Parcheggiamo qui su richiesta di un pastore che ha bisogno di avere libero il piazzale a fine strada per il censimento di un gregge di oltre mille pecore. Attraversiamo il bel torrente, finalmente ricco d’acqua dopo la siccità invernale, che più in basso sarà oggetto delle insane attenzioni dell’homo idroelettricus. Il bel sentiero nel bosco ci porta all’Alpe La Rusa, 1391.

Alla base di un maestoso faggio un piccolo ghiro si lascia fotografare a un metro di distanza, eppure non è imbalsamato. Si vede che i Murmäta ispirano fiducia. Proseguiamo la salita fuori dal bosco ed arriviamo all’altezza dell’Alpe Oreto, 1724, alla nostra sinistra. L’ascesa si fa sempre più dolce e, dopo un’ora e tre quarti dalla partenza, siamo all’Alpe Selle, 1824, in corrispondenza del Colle di Baranca. Poco più a sud osserviamo il laghetto da cui nasce il Mastallone, che a Varallo confluisce nel fiume Sesia ed è uno dei tanti bei torrenti valsesiani ricchi d’acqua e di riserve di pesca. Lì l’homo idroelettricus non è amato come in Ossola.

Inizio a salire in direzione sud ovest verso il Colle d’Egua insieme al collega anziano superallenato ma perennemente acciaccato, con il nostro passo da “vaca vègia”. Gli altri, che ci raggiungeranno in un batter d’occhio, vanno a visitare le rovine di Villa Aprilia, che fu di proprietà di Vincenzo Lancia, fondatore della casa automobilistica e nativo di Fobello, un paesino valsesiano a due ore di cammino da qui.
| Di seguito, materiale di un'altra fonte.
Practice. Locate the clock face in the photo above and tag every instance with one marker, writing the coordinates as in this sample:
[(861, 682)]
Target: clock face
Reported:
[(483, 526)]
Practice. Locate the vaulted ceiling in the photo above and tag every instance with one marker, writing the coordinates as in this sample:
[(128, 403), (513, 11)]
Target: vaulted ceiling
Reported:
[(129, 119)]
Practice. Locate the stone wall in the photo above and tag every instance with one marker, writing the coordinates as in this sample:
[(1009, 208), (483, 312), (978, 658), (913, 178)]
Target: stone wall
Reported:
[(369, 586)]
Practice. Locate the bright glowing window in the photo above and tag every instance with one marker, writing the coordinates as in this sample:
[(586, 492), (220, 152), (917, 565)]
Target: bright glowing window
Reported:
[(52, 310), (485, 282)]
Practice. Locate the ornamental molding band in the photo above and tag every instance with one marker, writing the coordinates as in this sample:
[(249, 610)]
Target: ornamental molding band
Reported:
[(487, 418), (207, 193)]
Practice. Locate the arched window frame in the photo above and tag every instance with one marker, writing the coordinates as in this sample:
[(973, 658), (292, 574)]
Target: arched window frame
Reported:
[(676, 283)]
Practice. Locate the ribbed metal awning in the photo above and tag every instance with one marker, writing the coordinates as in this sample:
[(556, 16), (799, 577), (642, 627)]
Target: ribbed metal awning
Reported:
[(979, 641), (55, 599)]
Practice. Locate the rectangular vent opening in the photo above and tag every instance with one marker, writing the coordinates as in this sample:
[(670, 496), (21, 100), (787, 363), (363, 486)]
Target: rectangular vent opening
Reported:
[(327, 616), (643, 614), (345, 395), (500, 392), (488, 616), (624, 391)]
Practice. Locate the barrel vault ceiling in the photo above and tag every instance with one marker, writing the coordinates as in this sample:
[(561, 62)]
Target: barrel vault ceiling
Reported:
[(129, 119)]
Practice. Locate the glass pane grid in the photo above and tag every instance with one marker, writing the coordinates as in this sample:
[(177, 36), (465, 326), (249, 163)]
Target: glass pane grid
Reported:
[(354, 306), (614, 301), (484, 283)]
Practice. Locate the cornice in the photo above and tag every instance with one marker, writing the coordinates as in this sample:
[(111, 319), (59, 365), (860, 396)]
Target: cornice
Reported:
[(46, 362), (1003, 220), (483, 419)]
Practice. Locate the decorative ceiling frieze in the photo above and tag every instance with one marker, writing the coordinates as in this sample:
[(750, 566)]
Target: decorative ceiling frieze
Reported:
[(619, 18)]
Dopo un’ora e un quarto, che per il gruppo d’èlite avrebbe potuto essere molto meno, ecco il Colle d’Egua, 2239, da cui si potrebbe godere di un meraviglioso primo piano sulla Est del Monte Rosa. Oggi intravvediamo solo la Punta Gnifetti, fra le nuvole. Alla nostra sinistra, pochi metri più in alto, si trova il bel bivacco “Col d'Egua”, un vero rifugio perché sempre aperto, fornito di quanto serve, pulito e rispettato.

E' stato inaugurato nell'estate 2013 grazie al lavoro di volontari guidati dal padre di uno dei due giovani Alpini cui è intitolato, Fabrizio Volpone e Sergio Sesone. Io mi fermo qui, già soddisfatto degli oltre mille metri di dislivello, pur essendo allenato come un sedentario che fa dieci ore di divano al giorno.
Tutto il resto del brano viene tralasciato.